Case Description/Methods: An otherwise healthy female was diagnosed with Janus kinase 2 V617F (JAK2) mutation at age 43 during work up for PVT of unknown etiology. Her disease progressed with bleeding esophageal varices, portal hypertensive gastropathy, and splenomegaly. Liver biopsy was negative for cirrhosis. Bone marrow biopsy was negative for leukemia or fibrosis. She developed mesenteric vein thrombosis (MVT) at age 45 and was started on rivaroxaban, but then transitioned to high dose enoxaparin due to worsening thrombus progression. At age 47 she underwent thrombolysis for new MVT. Four months later, on current presentation, she endorsed worsening abdominal pain. Physical exam demonstrated ascites and pitting lower extremity edema. Abdominal ultrasound with venous duplex demonstrated absent flow in the portal vein. Computed tomography angiography (CTA) revealed progressive portal, superior mesenteric, and splenic vein thromboses despite anticoagulation (AC) compliance. Transjugular intrahepatic portosystemic shunt (TIPS) procedure was unsuccessful. Post-procedure CTA demonstrated an enlarging hepatic hematoma treated by embolization (figure 1). AC was discontinued resulting in worsening clot burden and hepatic ischemia. Given the extent of clot burden, the patient was transferred to another facility for a MT.

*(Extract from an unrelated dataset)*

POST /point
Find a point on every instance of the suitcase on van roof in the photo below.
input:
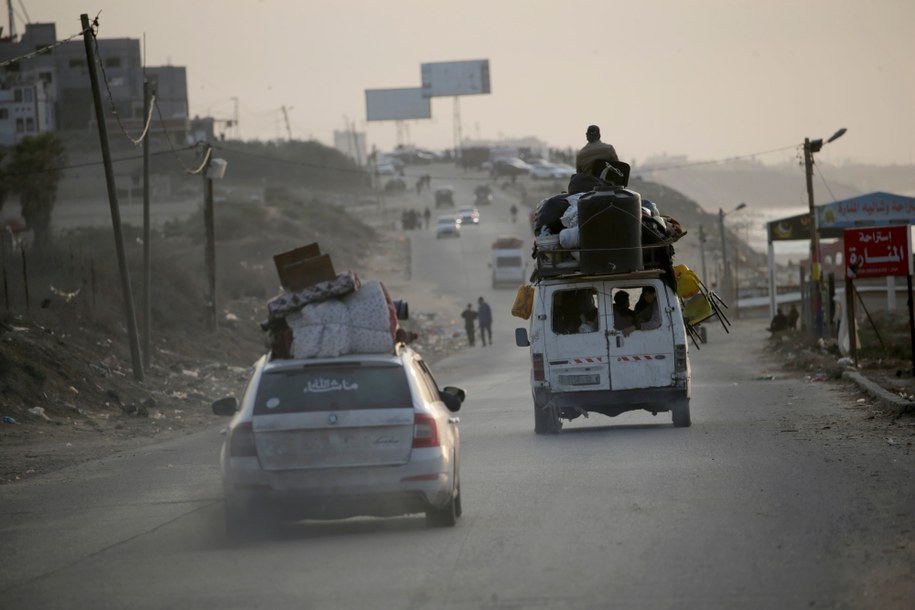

Discussion: Presented is a rare case of chronic PVT in a patient with JAK2 mutation leading to CTPV refractory to anticoagulation or endovascular intervention, eventually requiring MT. Though JAK2 is associated with myeloproliferative disorders, it is an independent risk factor for the development of PVT. With worsening thrombus chronicity and burden, cavernous transformation may occur which decreases the chance of successful TIPS. When organ ischemia develops due to extensive portomesenteric venous thrombosis, orthotopic liver transplantation is no longer an option. Multivisceral transplantation replaces the liver, small bowel, and other abdominal organs. Replacement of the thrombosed portomesenteric system may be the only recourse to reverse portal hypertension and address the primary disease.